Fancy white gloves matchmaking in a gritty city?

I recently spoke to Leanne Butkovic of Thrillist, who was working on a piece re “white-glove” (read: fancy and expensive) matchmaking services — specifically, the extra-exclusive service Three Day Rule, which recently opened a shop in Philadelphia.

Here’s what Lauren wanted to know:

I was hoping to get your insight on a story I’m working on about the role of a white-glove matchmaking service in Philadelphia. Namely, are matchmakers known to be a worthwhile investment?

The genesis of this was a company called Three Day Rule, which charges $4,500-6,000 for personalized matchmaking services, opening an outpost in that area. An interesting move since Philly is historically a fairly blue collar town, so that price point seems an intimidating chunk of change to put up when online dating options are so readily available. Any of your thoughts would be so greatly appreciated!

And here is what I had to say re Lauren’s query:

I am not sure how Philly measures up in terms of cost of living, but if you look at this report from Pew (yes, it’s from 2013, but the numbers can’t have changed too much), the median household income overall is about $34k and 51% of the city making less than $35k annually. Six grand is definitely a big chunk! But it also shows that 12% of the 1.56 million people population makes $100k or more. Yes, that’s a big income disparity, but in terms of having apparent funding for such a service, the clients are there.

This also dances a bit around the idea of what people assign worth or meaning to.

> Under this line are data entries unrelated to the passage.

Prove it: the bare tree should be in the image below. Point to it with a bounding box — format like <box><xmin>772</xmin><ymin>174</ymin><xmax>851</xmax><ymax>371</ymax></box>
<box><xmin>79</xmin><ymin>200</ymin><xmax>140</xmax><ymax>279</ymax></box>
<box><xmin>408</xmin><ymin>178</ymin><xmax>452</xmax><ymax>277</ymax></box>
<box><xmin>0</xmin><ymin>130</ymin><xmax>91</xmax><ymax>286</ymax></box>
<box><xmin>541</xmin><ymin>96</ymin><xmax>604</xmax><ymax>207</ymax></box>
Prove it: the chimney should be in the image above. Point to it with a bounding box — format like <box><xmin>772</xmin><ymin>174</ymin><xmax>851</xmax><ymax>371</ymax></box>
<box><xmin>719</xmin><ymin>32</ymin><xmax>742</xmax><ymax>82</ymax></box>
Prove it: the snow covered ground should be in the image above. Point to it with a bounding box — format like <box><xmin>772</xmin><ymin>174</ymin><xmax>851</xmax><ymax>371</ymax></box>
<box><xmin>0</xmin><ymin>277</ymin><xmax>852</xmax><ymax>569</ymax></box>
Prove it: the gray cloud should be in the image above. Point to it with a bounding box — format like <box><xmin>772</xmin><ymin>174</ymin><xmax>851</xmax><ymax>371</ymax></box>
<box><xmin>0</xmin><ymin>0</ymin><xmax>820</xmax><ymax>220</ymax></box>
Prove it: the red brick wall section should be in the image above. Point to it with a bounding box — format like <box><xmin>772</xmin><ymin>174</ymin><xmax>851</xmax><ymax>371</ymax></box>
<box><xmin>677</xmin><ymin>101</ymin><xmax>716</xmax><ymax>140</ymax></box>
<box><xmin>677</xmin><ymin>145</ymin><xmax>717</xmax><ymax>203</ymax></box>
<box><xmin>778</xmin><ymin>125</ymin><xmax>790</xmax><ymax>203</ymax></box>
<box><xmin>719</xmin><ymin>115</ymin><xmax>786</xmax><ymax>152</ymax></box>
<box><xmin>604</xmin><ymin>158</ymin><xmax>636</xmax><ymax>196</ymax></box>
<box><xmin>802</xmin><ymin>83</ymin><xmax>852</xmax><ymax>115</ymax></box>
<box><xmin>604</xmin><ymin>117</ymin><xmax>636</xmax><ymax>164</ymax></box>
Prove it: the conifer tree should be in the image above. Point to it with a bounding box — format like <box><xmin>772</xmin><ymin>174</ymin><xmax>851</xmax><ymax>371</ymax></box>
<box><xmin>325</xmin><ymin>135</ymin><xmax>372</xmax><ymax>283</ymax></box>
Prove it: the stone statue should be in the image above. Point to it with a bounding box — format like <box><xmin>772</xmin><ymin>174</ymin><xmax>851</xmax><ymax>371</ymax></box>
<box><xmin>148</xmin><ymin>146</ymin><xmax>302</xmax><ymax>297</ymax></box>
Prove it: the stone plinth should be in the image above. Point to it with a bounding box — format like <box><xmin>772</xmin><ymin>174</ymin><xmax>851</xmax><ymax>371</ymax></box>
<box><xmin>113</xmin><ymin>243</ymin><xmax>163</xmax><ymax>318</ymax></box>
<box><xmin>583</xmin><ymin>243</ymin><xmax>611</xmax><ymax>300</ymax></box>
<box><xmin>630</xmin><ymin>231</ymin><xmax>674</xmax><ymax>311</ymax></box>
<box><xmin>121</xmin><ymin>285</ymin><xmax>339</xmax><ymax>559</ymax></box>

For some, a brand new car may mean nothing. But for others, a brand new car is where they will sink all their extra money. This type of dating service can certainly have comparable variable value.

The online dating world has become very challenging in many ways – from general misrepresentation to different goals (dating vs DTF, etc) to the time it takes up to overlap occurring in real life social circles (how many times have we been DMing with someone only to find out a casual friend dated that person a few months back – maybe that’s awkward), etc. It may be that people want to regain the time and effort they would spend sifting through profiles by simply paying someone to do the vetting for them. This may sound clinical, but it’s no different from a workplace using a staffing service to find the perfect person to work in their community vs posting a Help Wanted ad on Craigslist.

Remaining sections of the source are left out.